Still, she’s expecting him to plead his case, so she waits for the explanation, the mental gymnastics, the cognitive dissonance, the rationalization for every single horrific act of violence wrapped up in that plenty. After standing there, watching each other in silence for who knows how long, she realizes there won’t be any of that. And up sprouts the tiniest kernel of respect that she already hates for being there. But she can’t help it. David Barrón could be called a lot of things but a hypocrite wasn’t one of them. She rolls her eyes because christ, who needs heroes when the bar is this high.
She mumbles to herself, “There’s a fire sale and everything must go,” but before he can voice the look of pure confusion on his face, she’s onto the next question, something tugging at the back of her mind since he first stepped out of the shadows of the overpass. “So, what’s in this for you? Why are you telling me all of this?”
Gaze shifting off to the light polluted horizon, he goes quiet. Eventually he just says, “That’s a big question.”
If this was a television interview, the broadcast would’ve been cut for all the dead air between them but she just waits, hoping he might give her just a little more, something to put this whole bizarre night into perspective.
“It’s just—” he shakes his head, “the way I come up—” putting his smoke to his lips and taking a pull so long, she wonders if maybe the question hasn’t short-circuited him a bit.
“Gettin’ into all this,” he waves his hand around at nothing in particular, a party streamer of smoke left behind its path, “wasn’t really a choice for me. Not like how it is here. Now in this new– whatever. Era. It wasn’t supposed to go this way. We were supposed to legitimize. Climb outta this ditch, not dig it deeper.
“This? What do you mean?”
“The game,” he huffs in a moment of frustration, the only emotion he’s let escape so far. “Used to be no civvies, no bystanders, no regular folk. If you was in the game, you get popped on the street, well okay, you knew what you signed up for. But all this other– truth is, man, I’m just tired. Tired of the game, the life, tired of doing all this shit just to be someone’s second choice.”
It was the most he’d spoken the entire time and she didn’t want to interrupt for fear he’d clam up again and go back to nods and one-word answers, but she’d have to start asking some follow-up questions if he didn’t start putting some names to these pronouns.
“I tried to save him, y’know, for her.” He keeps going, face fixed with a thousand yard stare so vacant and icy, he might’ve had the surface of the moon in his eyes. “But I couldn’t. Maybe I didn’t want to. She knows I tried but maybe she knows that too.”
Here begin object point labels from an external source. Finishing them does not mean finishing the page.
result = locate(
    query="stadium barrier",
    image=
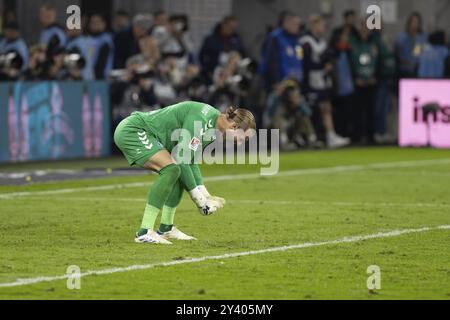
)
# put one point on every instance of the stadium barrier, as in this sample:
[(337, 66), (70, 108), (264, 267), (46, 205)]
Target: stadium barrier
[(424, 113), (54, 120)]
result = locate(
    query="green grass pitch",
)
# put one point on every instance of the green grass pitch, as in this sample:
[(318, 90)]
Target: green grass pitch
[(42, 234)]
“Hm.” Crossing her arms, one hip cocked out to the side, Andrea examines the end of her cigarette before holding it off to the side and tapping it with her finger. “So the rumors were true. You and Enedina.”
“I thought it’d be different.” Barrón turns back to her, flashing a nihilistic smirk that reveals how broken he is. “But the things she’s asked me to do,” he shakes his head, “I don’t know. The game ain’t in me no more. And this last one, well—”
“This last one?”
“Your editor. He was greenlit.”
It takes a moment to register. When it finally does, Andrea feels like someone’s pressed pause on reality only to start playing it again in slow motion.
“Y— you mean, my—? uh, Salgado? Ramon?
“Pues, sí.”
“You’re certain?”
“Mhm. My next mark.”
“Hijoueputa,” she mutters. “No es posible.”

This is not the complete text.